Die Kanzelbekrönung aus der Petrikirche

Ein spektakuläres Ausstattungsstück der St. Petrikirche ist die kunstvoll geschnitzte, mit Säulen und Intarsien verzierte Bekrönung des Kanzelaufgangs aus dem Jahre 1598.

Die Kanzelbekrönung aus der St. Petrikirche, s/w, ca. vor 1939. (Foto MKG)Auf dem Dach des architektonischen Aufbaus steht der siegreich auferstandene Christus, der Tod und Teufel unter seinen Füßen niedertritt. Das Motiv gibt der Hoffnung zur Auferstehung und zum ewigen Leben Ausdruck, die auch im Relief des Hauptfeldes wieder aufgenommen wird. In der Mitte des Reliefs sitzt ein betender Mann vor einem Baum. Links neben ihm steht ein offener Sarg. Die Zweige des Baumes sind auf der rechten Seite üppig belaubt und auf der linken Seite dürr und kahl. Im Hintergrund sind Adam und Eva mit der Schlange zu sehen. Das Relief knüpft an die protestantische Ikonographie von Gesetz und Erlösung an, die Lucas Cranach d.Ä, (1472–1553) in Abstimmung mit Martin Luther entwickelt hatte. Der allein durch den Glauben selig werdende Mensch wendet sich im Gebet vom Sündenfall, dem Tod und dem auf Erden herrschenden Gesetz ab, um sich der göttlichen Gnade des auferstandenen Christus und dem ewigen Leben zuzuwenden. Die Rückseite der Kanzelbekrönung ergänzt die Darstellung mit einem lateinischen Zitat aus dem fünften Buch Moses, das in der Übersetzung lautet: „Ihr sollt nichts dazutun, auf dass ich euch gebiete, und sollt auch nichts davon tun, auf dass ihr bewahren möget die Gebote des Herrn eures Gottes, die ich euch gebiete.“

Die Bekrönung gehörte zu einem Portal, das den Zugang zu der 1603 neu angefertigten Kanzel bildete. Ihre Gestaltung folgt Entwürfen des aus den Niederlanden stammenden Künstlers Hans Vredeman de Vries (1527–1609), der sich mit einigen Unterbrechungen ab 1591 in Hamburg aufhielt und hier 1609 starb. Er führte etliche Aufträge für die St. Petrikirche aus. Unter anderem stattete er die Grabkapelle für den Goldschmied Jakob Mores mit Gemälden aus. Eines dieser Bilder stellte zeitgenössischen Berichten zufolge Christus dar, unter dessen Füßen Teufel, Tod und Hölle liegen. Das Gemälde zeigte auch ein vorspringendes Kranzgesims, das von zwei hölzernen, tragenden Skulpturen gestützt wurde. Das heute verlorene Gemälde kann nicht mit der geschnitzten Bekrönung des Kanzelaufganges identifiziert werden, die tatsächlich ein vorspringendes Kranzgesims, zwei tragende Skulpturen und den triumphierenden Christus in sich vereint. Dennoch lässt sich feststellen, dass das Motiv von Gesetz und Erlösung an Kanzeln selten dargestellt wird und dass die auf Totenköpfen ruhenden Kindergstalten auf den Giebelschrägen, von denen einer ein Buch und der andere ein Stundenglas hält, besser zu einem Grabdenkmal als zu einer Kanzel passen.

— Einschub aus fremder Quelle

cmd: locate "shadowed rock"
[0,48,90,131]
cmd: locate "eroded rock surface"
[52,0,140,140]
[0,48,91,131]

Die Bekrönung des Kanzelaufgangs wurde nach dem großen Brand von 1842 bei der Neueinrichtung der Kirche nicht wiederverwendet. Sie befand sich seit dem Ende des 19. Jahrhunderts bis zur kriegsbedingten Auslagerung 1939 im Museum für Kunst und Gewerbe. Nach dem Krieg galt sie lange als verschollen, kehrte jedoch Mitte der 1980er Jahre in das Museumsdepot zurück. Sie ist ein seltenes und wertvolles Zeugnis sakraler Kunst in Hamburg aus der Zeit um 1600.